Either people are given the guarantee of a financially secure retirement (not going to happen any time soon), or they are allowed to continue to earn a wage if they choose to do so. Please don’t completely lose sight of the short term picture, and please help people to help themselves.

Montse Tojeiro

Wednesday, 4 March 2009

Who will eat the banks’ lunch?

Interesting to read this week that Tesco Personal Finance reported a near doubling of the amount of money deposited with them during the past six months. Tesco Personal Finance said more accounts were opened with them during December alone than in the whole of 2007, boosting their saver numbers up to around 500,000.They credited the strong flow of funds during the month to a particular savings account which was offered for a limited time and attracted "tens of thousands of savers". Tesco already offers savings products, loans and insurance and have plans to offer a full banking service, including current accounts and mortgages. Surveys had previously shown that consumers trusted supermarkets more than they trusted banks, even before the current financial crisis. 500,000 accounts may seem small fry, but with the chance to offer a retail experience very different to the banks and a brand synonymous with value for money, watch this space!

Jo Parker

Monday, 2 March 2009

In the shoes of income seekers

Having just spent a weekend looking at income options with my retired Mum who hasn’t a pension to fall back on – I have realised that the search for income when you are in your 70s is very stressful indeed. Firstly if, like my Mum, you don’t have a pc you have to go round to different banks and building societies by foot – and then be ‘sold to’ at each visit. You are probably not being given the best or latest deals either – so you really are e-excluded.

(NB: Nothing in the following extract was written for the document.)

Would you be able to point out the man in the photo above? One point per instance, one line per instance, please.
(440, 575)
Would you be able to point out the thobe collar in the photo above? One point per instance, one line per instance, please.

You are often given contradictory information – one person told her that annuity rates were the best they have been for ages – yet in the papers there has been wide coverage about how annuity rates are low.

She was told that although interest rates were the lowest they had been well since records began, that she should guard savings against inflation coming back in 3 years.

She doesn’t understand that some advisers are qualified to tell her about some products and not all (such as Lifetime Mortgages).

She was also told about a capital guaranteed product linked to the FTSE 100 available from a building society – but then told that if the asset manager who was offering it went under, she would loose any money over the £50,000 compensation amount. So it feels like no guarantee at all from where she is sitting.

And when you are in your mid 70s you want security. You don’t want to have to review your money every 6 months and trek around finding the best deal (she thinks she can’t afford an IFA by the way). In fact she feels that when things should be getting simpler and easier, her financial situation and the options available to her have never been more complex. And she is right. It is a minefield and I can tell you I am not looking forward to having to do this when I am retired - and I know a thing or two about this stuff!